詳細を聞くと聖王教会のセキュリティシステムは、時空管理局とロストロギア管理と同レベルの最新鋭であるらしい。世界に公開されていない新システムで、外部からの操作は不可能という折り紙付き。

尋常ではない分析力、高度という言葉すら生温い情報能力。それほどの能力を持っているのは、ガジャットドローン最新作のローゼくらいしか思いつかない。


もしくは――


「時空管理局員となったオルティアさんは、先に現場の捜査を行っていたそうですね。彼女の見解は、もしかして」

「イーグレットさんは徹底管理している教会協力者、ジェイル・スカリエッティの関与を疑っております。
積極的に教会側へ働きかけて、査問官見習いであるロッサ立ち会いによる条件による事情聴取を行っている最中です」

「なるほど、それほど手際よくセキュリティを突破されたら、あいつを怪しむのは自然だろうな。自首したとはいえ、制限付きで行動は許されているから」


 セッテがあれほど怒っている原因の一つでもあるかもしれない。親子の情はともかくとして、自分を作り出した博士に対して一定の理解と信頼は持っている。

博士が重要参考人として捕まってしまい、事件を防げなかった自分に責任を感じているのだろう。ゆえに、怒りを原動力として動いている。


シスターシャッハは、その理性的な瞳をこちらに向けてくる。


「まだ説明中の段階で恐縮ですが、陛下はジェイル・スカリエッティの関与についてはいかがお考えでしょうか」

「ありえないな」

「根拠をお聞かせくださってもかまいませんか」

「蒼天の書の分析まであいつに任せていたんだ、いくらでもやりようがあるのにわざわざ奪う理由がない。
オルティアさんのように事情を知らなければあいつを疑って当然だが、逆に言うと事情を知っていればあいつが犯人ではないことはすぐに分かる」

「なるほど、お話はわかります。ただ他ならぬ陛下の言であろうと、その根拠では事情聴取を止めるのは難しいでしょう」

「名推理でも何でも無いからな、この話……頭脳の冴えを見せられなくて、申し訳ない」

「謝られる必要はございません。ロッサや私をカリムの元へ再び戻してくださった貴方のお話を、私も信じるまでです」


 慈悲深く微笑んでくれたシスターの言葉が照れくさくて、俺は自分の頬をかいた。真顔でこんな事が言える人間だからこそ、シスターとして人々に敬われるのだろうな。

ちなみに聖女様は俺の隣で、感激したかのように何度も頷いている。
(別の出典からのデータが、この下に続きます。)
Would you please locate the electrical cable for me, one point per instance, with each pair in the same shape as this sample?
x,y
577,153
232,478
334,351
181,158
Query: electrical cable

俺の話のどこに感激する要素があったのか全く分からないが、随分と聞き入っている。


それにしてもやっぱり、オルティアには先手を打たれたか……あの女、本当に手強い。


「教会が徹底的にマークしているんだ、あいつ本人を主犯に仕立て上げるのは難しいんじゃないか」

「システム犯罪というものは目に見える事象のみならず、データによる記号の世界でもあります。システムに触れる瞬間があれば、関与は疑えます。
加えて、ジェイル・スカリエッティは戦闘機人の製作者。共犯者を作り出すのは容易いという見方もあります」

「格好のスケープゴートだな――あっ」

「お気付きになられましたか。今陛下が察せられた可能性を私だけではなく、カリムや他の関係者も苦慮しています。
現時点では捜査の段階ですが、今後イーグレットさんの手引きによって地上本部が動く可能性があります」


「教会側が管理しているジェイル・スカリエッティ並びに戦闘機人を、事件の重要参考人として引っ立てるつもりなのか」


「真犯人ではなくても、スカリエッティには余罪を追求する余地は十分あります。そして教会側のこの失態――政治的干渉を招く隙が、出てしまったのです。
時空管理局は、この隙を絶対に逃さないでしょう。必ず追求――いえ、要求してくるでしょう」


 そう、厄介なのはジェイル・スカリエッティが真犯人でなくてもよいという点である。戦闘機人という存在がグレーである限り、あいつは常に犯罪者へ仕立てられるのだ。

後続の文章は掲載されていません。